Los jueces, frente a pedidos de amparo, se transforman en dueños de la vida o la muerte de las personas. ¿Qué magistrado puede resistir la presión emocional del caso concreto, poniendo en la balanza consideraciones económicas o técnicas frente a la angustia de los parientes y el dolor de los pacientes? ¿Qué juez puede enfrentar a la opinión pública, ante la difusión de imágenes desgarradoras y de padres llorando, si carece de directivas estatales para denegar lo que puede otorgar de un plumazo?

Se ha lanzado así una suerte de "sálvese quien pueda", donde cada uno demanda el máximo posible, al no existir el Estado como evaluador técnico, ordenador de prioridades y financiador solidario. De ese modo, los recursos disponibles son consumidos por los primeros que llegan, afectando la sostenibilidad de todo el sistema sanitario.

Este año, las acciones de amparo por temas de salud superan holgadamente las 5000 y aumentan en forma geométrica por efecto de los precedentes judiciales. Se reclaman prácticas fuera del PMO; prestadores fuera de cartilla o en instituciones del exterior; medicamentos no aprobados por la Anmat o que no existen en el país. Se ordenan remedios, elementos o prácticas costosísimas, desconociendo los jueces su real efectividad y sin recibir evidencia posterior del beneficio en la salud del paciente.

La prolongación de la vida implica nuevas enfermedades endémicas, muchas incurables y onerosas: son las "enfermedades catastróficas" que empobrecen al enfermo y su familia. El avance tecnológico ofrece terapias genéticas y medicamentos biológicos de costo elevadísimo que, en su mayor parte, son paliativos. Ante la escasez de recursos, un dilema ético es asignar esos fondos: ¿a los ancianos o a los jóvenes? Nuevamente: es función del Estado hacerse cargo de estas "catástrofes" de la salud y de resolver el dilema ético, mediante un seguro universal, como existe en Uruguay para las enfermedades más caras y no desentenderse, dejándolas a cargo de quienes los jueces decidan.

Por esta vía dispersa, espontánea y también caótica, las políticas de salud se diseñan en los tribunales en forma difusa, alterando las prioridades sanitarias y obligando a las obras sociales y prepagas -no al Estado- a atender con sus ingresos el enorme costo de estas prestaciones individuales fuera de todo presupuesto. Tal como la metáfora que encabeza esta columna editorial, relativa a consorcios, supermercados y colegios.

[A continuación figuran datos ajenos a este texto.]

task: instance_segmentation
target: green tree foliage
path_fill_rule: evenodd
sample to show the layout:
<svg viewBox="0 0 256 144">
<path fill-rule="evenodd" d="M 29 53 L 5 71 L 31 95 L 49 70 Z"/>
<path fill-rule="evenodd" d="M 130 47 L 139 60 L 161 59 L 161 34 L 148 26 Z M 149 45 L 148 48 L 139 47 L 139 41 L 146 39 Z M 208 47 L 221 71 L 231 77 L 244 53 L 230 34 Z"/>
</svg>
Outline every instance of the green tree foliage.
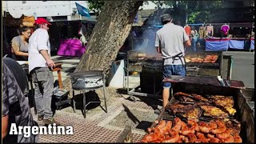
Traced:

Si bien las obras sociales pueden cubrir prestaciones médicas de baja incidencia y alto impacto económico (ex Administración de Programas Especiales), no están preparadas para absorber la cuantía de amparos imprevisibles, que desequilibran sus finanzas en desmedro de otras prioridades.

Esta problemática es mundial y por ello, se crean organismos para evaluar las tecnologías sanitarias y definir cuales tratamientos deben ser cubiertos con recursos públicos. En Gran Bretaña, el National Institute of Clinical Excellence (NICE); el IQWiG en Alemania, la red de agencias ETC en España; la Haute Autorité de Santé en Francia o el SBU de Suecia. En América latina funcionan la CITEC brasileña; el IETS colombiano y el CENETEC mexicano.

En nuestro país se propone crear una Agencia Nacional de Evaluación de Tecnologías Sanitarias, similar a aquellos, para resolver futuras incorporaciones al PMO. A su vez, se prevé la revisión integral de este programa, para que sea omnicomprensivo y tenga rango legal como freno a la "judicialización de la salud", la nueva enfermedad nacida en tribunales y que, con las mejores intenciones, puede enviar a la quiebra a todo el sistema de cobertura sanitaria.

Pero ello solamente tendrá éxito si la Corte Suprema reconoce la constitucionalidad de esas nuevas medidas frente a recursos de amparo que impugnasen las facultades que se asignen a dicha agencia y las prescripciones de un PMO actualizado. Una vez reformulado, el PMO deberá ser el techo de las obligaciones de los financiadores y no un piso ante exigencias inciertas, no incluidas, cuya responsabilidad debe asumir el Estado como garante del derecho universal a la salud.